The Foul — A Sickening Silence Falls Over BC Place

The 60th minute. Canada 3-0 ahead. Qatar already reduced to ten men following Madibo’s red card challenge. And then the moment that changed the emotional register of the entire evening. Qatar’s Assim Omer Madibo lunged into a 50-50 challenge with Koné — a challenge so late, so reckless, and so violent that it stopped the match, stopped the crowd, and stopped the hearts of everyone inside BC Place.

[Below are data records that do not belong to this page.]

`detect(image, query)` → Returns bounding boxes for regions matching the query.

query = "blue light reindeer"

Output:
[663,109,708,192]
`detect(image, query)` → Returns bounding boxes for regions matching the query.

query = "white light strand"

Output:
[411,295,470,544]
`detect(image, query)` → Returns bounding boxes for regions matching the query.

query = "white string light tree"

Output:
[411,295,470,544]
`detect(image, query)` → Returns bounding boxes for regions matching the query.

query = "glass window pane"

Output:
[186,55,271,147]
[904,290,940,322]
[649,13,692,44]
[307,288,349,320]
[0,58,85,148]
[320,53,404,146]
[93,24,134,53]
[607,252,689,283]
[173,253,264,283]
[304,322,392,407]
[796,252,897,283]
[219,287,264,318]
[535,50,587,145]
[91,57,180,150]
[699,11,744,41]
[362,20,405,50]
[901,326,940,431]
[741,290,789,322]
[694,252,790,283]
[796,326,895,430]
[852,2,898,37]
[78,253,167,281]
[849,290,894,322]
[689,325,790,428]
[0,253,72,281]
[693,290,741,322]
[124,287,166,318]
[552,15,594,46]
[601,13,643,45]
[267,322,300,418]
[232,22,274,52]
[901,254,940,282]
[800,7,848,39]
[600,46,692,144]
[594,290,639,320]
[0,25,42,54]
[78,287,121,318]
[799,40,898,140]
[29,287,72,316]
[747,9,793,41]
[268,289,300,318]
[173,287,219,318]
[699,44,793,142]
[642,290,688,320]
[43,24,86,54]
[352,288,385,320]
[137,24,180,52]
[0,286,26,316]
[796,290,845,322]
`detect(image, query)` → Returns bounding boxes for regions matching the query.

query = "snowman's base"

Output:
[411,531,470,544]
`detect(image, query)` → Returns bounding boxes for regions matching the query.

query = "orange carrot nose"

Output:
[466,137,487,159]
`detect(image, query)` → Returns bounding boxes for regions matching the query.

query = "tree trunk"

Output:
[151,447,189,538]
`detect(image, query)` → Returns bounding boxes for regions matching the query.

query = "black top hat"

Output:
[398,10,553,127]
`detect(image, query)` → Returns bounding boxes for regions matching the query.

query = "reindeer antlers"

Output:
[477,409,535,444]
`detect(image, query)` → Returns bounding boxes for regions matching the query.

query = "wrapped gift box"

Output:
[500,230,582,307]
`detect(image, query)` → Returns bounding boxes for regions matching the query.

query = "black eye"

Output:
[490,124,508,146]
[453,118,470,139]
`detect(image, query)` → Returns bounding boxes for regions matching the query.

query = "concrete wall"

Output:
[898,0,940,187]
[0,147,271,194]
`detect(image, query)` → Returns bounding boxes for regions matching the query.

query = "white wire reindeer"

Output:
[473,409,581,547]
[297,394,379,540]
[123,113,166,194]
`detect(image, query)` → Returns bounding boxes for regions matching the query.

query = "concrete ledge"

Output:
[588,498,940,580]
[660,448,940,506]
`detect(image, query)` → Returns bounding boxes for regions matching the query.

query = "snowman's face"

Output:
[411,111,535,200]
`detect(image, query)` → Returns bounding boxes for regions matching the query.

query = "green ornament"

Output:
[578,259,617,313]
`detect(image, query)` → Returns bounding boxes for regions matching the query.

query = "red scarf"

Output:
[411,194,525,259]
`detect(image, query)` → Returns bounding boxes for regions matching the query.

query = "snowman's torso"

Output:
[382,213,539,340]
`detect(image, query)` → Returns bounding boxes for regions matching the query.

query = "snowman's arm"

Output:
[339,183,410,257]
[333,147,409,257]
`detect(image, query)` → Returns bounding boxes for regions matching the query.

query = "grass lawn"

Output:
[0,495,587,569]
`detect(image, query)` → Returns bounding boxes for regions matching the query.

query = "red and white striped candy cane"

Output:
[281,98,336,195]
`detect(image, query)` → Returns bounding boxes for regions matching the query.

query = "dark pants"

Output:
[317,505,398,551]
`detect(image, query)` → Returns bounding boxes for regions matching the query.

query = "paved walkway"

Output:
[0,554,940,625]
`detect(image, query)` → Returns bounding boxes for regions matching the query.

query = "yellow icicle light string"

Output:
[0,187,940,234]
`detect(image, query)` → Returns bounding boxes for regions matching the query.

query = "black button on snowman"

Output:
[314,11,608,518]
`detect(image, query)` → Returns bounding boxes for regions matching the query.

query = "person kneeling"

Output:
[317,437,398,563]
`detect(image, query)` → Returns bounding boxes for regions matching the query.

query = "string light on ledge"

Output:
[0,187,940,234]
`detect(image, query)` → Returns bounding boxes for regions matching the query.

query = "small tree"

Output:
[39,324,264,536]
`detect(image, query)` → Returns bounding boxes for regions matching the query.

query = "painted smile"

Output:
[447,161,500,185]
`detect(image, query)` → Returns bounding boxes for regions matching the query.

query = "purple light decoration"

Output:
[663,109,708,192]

Madibo was originally shown a yellow card. Then the referee reviewed the incident on the pitchside monitor. The red card followed. But by that point, the card was irrelevant. The only thing that mattered was the sight of Koné lying on the pitch, not moving, as medical staff surrounded him. A lengthy stoppage. Players from both teams in distress. Richie Laryea, Canada’s right back and team leader, was visibly livid — gesturing, shouting, demanding accountability for what he had just witnessed. Luc de Fougerolles, the 20-year-old central defender, was weeping openly on the pitch.

Jesse Marsch came onto the pitch and crouched beside Koné. The images that followed — the Canada coach embracing his injured midfielder, tears running down his cheeks, the crowd standing in respectful, grieving silence — were the defining images of the evening. Koné, to his immense credit, managed to wave to the crowd as he was stretchered off. BC Place gave him a standing ovation that was as loud as anything produced for Canada’s six goals.

They Played On — And They Played For Koné

What happened next said everything about the character and cohesion of this Canadian team. Substitute Nathan Saliba — who came on to replace Koné — scored within minutes of coming on, holding up Koné’s jersey number as he celebrated. It was one of the most poignant goal celebrations of the entire tournament so far: a player, still in shock at what he had just witnessed, channelling his emotion into a goal and dedicating it immediately to his fallen teammate.

Canada were relentless. Richie Laryea — still angry, still emotional, but directing that energy entirely into his football — made it 5-0. Then Jonathan David — on his way to becoming one of the defining players of this World Cup — scored his second of the night and his 42nd international goal to complete a 6-0 demolition that no one watching at BC Place will ever forget.

Alphonso Davies, in his first World Cup minutes, came on as a substitute in the second half and gave the BC Place crowd exactly what they had been waiting for — pace, directness, and the kind of individual quality that elevates a team from good to dangerous. Against Switzerland on June 24, if fully fit, he could be the difference.

Qatar’s Goalkeeper and the Night’s Other Red Card

Qatar’s miserable evening was completed in the 81st minute when goalkeeper Meshaal Barsham — the Golden Glove winner from the 2023 AFC Asian Cup — received a red card, forcing their outfield substitute goalkeeper into action. It was a second red card of the match for Qatar, leaving them with nine men for the final stages and completing one of the most comprehensive defeats any nation has suffered in World Cup history.

For Qatar, who arrived at this World Cup as Asian champions under Julen Lopetegui, the tournament has been a humiliation. They are now eliminated with one game still to play. Their preparations were disrupted. Their squad, despite containing some genuine quality, was never ready to compete at the level required. The 6-0 defeat to Canada will linger.

🇬🇭 The Group L Picture — Ghana Watch With Interest

While Canada were making history in Vancouver, Ghana were following every kick from wherever they were gathered — in team hotels, in Toronto restaurants, in living rooms across the Ghanaian-Canadian community. Canada’s 6-0 win does not directly affect Group L, but it profoundly affects the World Cup landscape that Ghana are navigating.

Group B standings heading into Matchday 3: Canada 4 points (W1, D1), Bosnia 1 point (D1, L1), Switzerland 3 points, Qatar 0. Canada need a draw against Switzerland to qualify. If they get it — and if an increasingly confident, Davies-enhanced Canadian side can hold the group favourites — the knockout stage will feature a Canadian team that has just beaten Qatar 6-0 and is growing in momentum at exactly the right time.